Just pretend we already have some prime numbers
calculated in a variable *primes*
, and you need
to find a prime number equal to or grater than n
(for simplicity, we assume n is an odd number).
(define (next-prime n) (let loop ([ps *primes*]) (let1 p (car ps) (cond [(> (* p p) n) n] [(zero? (modulo n p)) (next-prime (+ n 2))] [else (loop (cdr ps))]))))
This procedure loops over the list of prime numbers, and
if no prime number p less than or equal to (sqrt n)
divides n, we can say n is prime. (Actual test
is done by (> (* p p) n)
instead of (> p (sqrt n))
,
for the former is faster.)
If we find some p divides n, we try a new value
(+ n 2)
with next-prime
.
Using next-prime
, we can make a generator that keeps generating
prime numbers. The following procedure returns a generator
that returns primes above last.
(define (gen-primes-above last) (^[] (set! last (next-prime (+ last 2))) last))
Using generator->lseq
, we can turn the generator returned
by gen-primes-above
into a lazy list, which can be used
as the value of *prime*
. The only caveat is that we need
to have some pre-calculated prime numbers:
(define *primes* (generator->lseq 2 3 5 (gen-primes-above 5)))
Be careful not to evaluate *primes*
directly on REPL,
since it contains an infinite list and it’ll blow up your REPL.
You can look at the first 20 prime numbers instead:
(take *primes* 20) ⇒ (2 3 5 7 11 13 17 19 23 29 31 37 41 43 47 53 59 61 67 71)
Or find what the 10000-th prime number is:
(~ *primes* 10000) ⇒ 104743
Or count how many prime numbers there are below 1000000:
(any (^[p i] (and (>= p 1000000) i)) *primes* (lrange 0)) ⇒ 78498
Note: If you’re familiar with the lazy functional approach, this example may look strange. Why do we use side-effecting generators while we can define a sequence of prime numbers in pure functional way, as follows?

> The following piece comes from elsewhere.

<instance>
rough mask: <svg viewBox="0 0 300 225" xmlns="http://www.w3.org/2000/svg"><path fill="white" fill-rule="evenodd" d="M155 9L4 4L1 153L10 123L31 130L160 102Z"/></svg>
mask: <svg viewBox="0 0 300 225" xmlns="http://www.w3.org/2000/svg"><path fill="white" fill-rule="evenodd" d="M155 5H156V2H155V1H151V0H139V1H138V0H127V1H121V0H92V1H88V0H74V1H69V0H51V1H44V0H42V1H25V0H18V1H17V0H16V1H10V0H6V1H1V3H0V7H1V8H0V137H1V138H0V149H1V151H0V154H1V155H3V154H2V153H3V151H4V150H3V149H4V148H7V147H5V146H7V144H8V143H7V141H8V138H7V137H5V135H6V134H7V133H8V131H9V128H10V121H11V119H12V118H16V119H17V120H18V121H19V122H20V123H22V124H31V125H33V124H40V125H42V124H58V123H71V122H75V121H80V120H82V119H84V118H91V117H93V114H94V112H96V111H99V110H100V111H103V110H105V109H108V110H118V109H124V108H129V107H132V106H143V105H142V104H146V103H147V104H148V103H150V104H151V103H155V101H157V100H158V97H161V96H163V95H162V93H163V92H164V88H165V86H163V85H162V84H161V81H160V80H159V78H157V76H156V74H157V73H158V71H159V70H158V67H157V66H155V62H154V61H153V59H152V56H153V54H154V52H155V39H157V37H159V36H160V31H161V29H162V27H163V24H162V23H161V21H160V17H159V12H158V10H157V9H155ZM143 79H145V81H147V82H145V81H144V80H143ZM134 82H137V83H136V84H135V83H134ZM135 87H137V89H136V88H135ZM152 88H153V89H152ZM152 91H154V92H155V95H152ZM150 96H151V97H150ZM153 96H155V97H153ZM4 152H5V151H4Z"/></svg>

(use gauche.lazy) (define (prime? n) (not (any (^p (zero? (mod n p))) (ltake-while (^k (<= (* k k) n)) *primes*)))) (define (primes-from k) (if (prime? k) (lcons k (primes-from (+ k 2))) (primes-from (+ k 2)))) (define *primes* (llist* 2 3 5 (primes-from 7)))
(The module gauche.lazy
provides ltake-while
, which
is a lazy version of take-while
. We don’t need lazy version
of any
, since it immediately stops when the predicate returns
a true value.)
The use of lcons
and co-recursion in primes-from
is a typical idiom in functional programming. It’s perfectly ok
to do so in Gauche; except that the generator version is much faster
(when you take first 5000 primes, generator version ran 17 times faster
than co-recursion version on the author’s machine).
It doesn’t mean you should avoid co-recursive code; if an algorithm can be expressed nicely in co-recursion, it’s perfectly ok. However, watch out the subtle semantic difference from lazy functional languages—straightforward porting may or may not work.